So far, 2019 has seen a record number of storms in Michigan. For us insurance agents in Michigan, it has brought a lot of frustration for homeowners, as well as a lot of claims. In times like this, you may be wondering if it’s time to change your insurance policy or move to another insurance company. If so, now is a great time to do so.
The storms that have hit Michigan have brought heavy rains and wind, but when these storms have the potential to cause tornadoes, you will want to make sure you are prepared. Tornadoes cause severe damage to homes and in some cases, injuries or death to people. Because they can strike with little to no warning, it’s imperative to have a plan to save your life, home, children, pets and belongings.
Tornado Watch vs. Tornado Warning
If you live in lower Michigan (south, southwest or southeast Michigan), you live in a tornado risk zone. You can always tune to the NOAA weather radio to keep you informed of
National Weather Service weather alerts. A severe weather watchmeans that the current weather conditions are perfect for a tornado to occur. A severe weather warningmeans that a tornado has already been reported, has touched down, or has been indicated by a radar.
Just to clarify:
- Tornado Watch = Strong possibility of a tornado based on current conditions
- Tornado Warning = A Tornado is already occurring or has touched down
The first step in preparation is to have a written plan, and to practice a tornado drill at home. You should conduct this plan on a routine basis, so you are prepared to help protect your family, pets and home/belongings in the event of a tornado.
Create a Written Plan
Tornado safety plans can be difficult for anyone to follow or even remember, especially during a tornado when your adrenaline is running high. Creating a tornado plan, writing it down, and then discussing it with family members helps to ensure everyone feels comfortable with it and understands what to do in case those tornado sirens go off nearby. Be sure to address the following key elements in your tornado safety plan:
Take Shelter in a Designated Place
Designate the safest place to meet in your home when a tornado warning is issued or if tornado sirens sound nearby. A basement, if available, is always your best option. If you don’t have a basement, choose a windowless interior room or hallway on the lowest level of your home. Be sure to discuss this room as well as the quickest and safest route to get to this spot from every room in the house.
Create a Tornado Supply Kit
It may seem silly, but in the unfortunate event that you are trapped after a tornado strikes, you will be so happy you prepared a safety kit ahead of time. A tornado survival kit should include tornado-specific safety supplies you may need, and always include a whistle so you can signal for help if you are trapped. Other necessities include flashlights, extra batteries, and a portable radio so you can tune in for weather alerts. Keep the kit and supplies in your designated safety room – or along the path to your safety room. Also, don’t forget to designate one individual who will be responsible for keeping the survival kit stocked, and to grab the kit on the way to your designated room or location during the tornado emergency.

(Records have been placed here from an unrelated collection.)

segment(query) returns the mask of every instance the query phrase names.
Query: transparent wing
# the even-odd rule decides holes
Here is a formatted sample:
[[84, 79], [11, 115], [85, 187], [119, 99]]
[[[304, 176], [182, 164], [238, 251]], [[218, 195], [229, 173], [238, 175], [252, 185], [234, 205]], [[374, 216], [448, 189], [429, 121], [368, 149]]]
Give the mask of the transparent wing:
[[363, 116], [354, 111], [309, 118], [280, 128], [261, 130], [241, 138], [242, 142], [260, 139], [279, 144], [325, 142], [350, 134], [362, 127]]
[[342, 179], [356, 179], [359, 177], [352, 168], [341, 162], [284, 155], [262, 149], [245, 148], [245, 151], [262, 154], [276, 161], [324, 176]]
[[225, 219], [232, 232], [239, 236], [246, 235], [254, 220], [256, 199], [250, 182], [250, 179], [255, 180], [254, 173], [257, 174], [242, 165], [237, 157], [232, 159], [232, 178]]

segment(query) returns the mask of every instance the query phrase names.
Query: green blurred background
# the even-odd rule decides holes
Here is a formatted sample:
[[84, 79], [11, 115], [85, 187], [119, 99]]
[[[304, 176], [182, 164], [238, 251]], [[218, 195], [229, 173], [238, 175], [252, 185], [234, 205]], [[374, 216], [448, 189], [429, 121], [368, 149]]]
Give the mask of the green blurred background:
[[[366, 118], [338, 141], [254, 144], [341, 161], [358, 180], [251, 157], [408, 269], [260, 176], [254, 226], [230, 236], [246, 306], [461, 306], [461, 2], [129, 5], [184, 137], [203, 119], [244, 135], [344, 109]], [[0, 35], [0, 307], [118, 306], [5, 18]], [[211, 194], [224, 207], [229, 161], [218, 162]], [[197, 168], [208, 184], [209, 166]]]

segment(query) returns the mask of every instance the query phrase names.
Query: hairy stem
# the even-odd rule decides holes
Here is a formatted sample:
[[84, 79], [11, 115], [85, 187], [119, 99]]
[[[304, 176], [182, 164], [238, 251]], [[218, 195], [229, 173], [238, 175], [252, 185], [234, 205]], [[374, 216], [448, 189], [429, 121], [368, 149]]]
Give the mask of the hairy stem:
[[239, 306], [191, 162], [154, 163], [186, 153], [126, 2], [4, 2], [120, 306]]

Be Prepared to Stay in Touch
Have a plan to keep in touch with family members who may not be at home when a tornado strikes. The best option is to ask an out-of-state relative or friend to serve as a family emergency contact. Make sure all family members have the emergency contact information and know the process to contact the designated person.
Make sure to discuss the basic safety drills of tornado survival. Everyone should know the crouch and cover method at the very least. If your designated safety room is the basement or an inside room, it’s a good idea to stock a large, sturdy object in this safety area for added protection during a tornado. Mattresses and sleeping bags are also good for extra coverage.
Practice the Safety Plan Often
Set aside time to conduct tornado drills twice a year. During this time, go over the safety escape route, the designated room or shelter location, ensure your supply kit is stocked, and a family emergency contact is still in place. Then, on the designated drill day, do the following:
- Pretend as if the tornado is real and has been sighted or a warning/siren have been issued. Use all available, designated means to alert participants of the test, notifying them to make their way to the designated shelter area.
- The responsible family member should pick up the tornado supply and survival kit on his or her way to the designated safety area.
- Once everyone is gathered in the shelter area, practice any safety measures that are part of your plan—including properly crouching down as low as possible, facing the floor and covering heads with hands.
After the Drill, Review Your Plan
Talk to everyone in your family and ask questions. Evaluate how well the drill went and then update your plan as necessary. Here are a few questions to ask:
- How quickly was everyone able to get to the shelter area?
- Could quicker escape paths be used?
- Was the access route to the safe area cluttered or disorganized?
- Is an additional shelter area required?
- Did the notification process run smoothly? If not, how can it be improved?
- Was the tornado supply and survival kit adequately stocked and available in a timely manner?
A tornado doesn’t have to destroy your entire home for it to be debilitating. Tornadoes bring winds, rain and flying debris – all can cause severe enough damage that you will need to contact your insurance company. The best way to be prepared is to work with a local insurance agent, someone who lives in your area and knows the ins and outs of Michigan’s weather, as well as the structure of most Michigan homes. Having the best and the most coverage before a tornado strikes is key to ensuring your out of pocket costs are lower for repairs or replacement.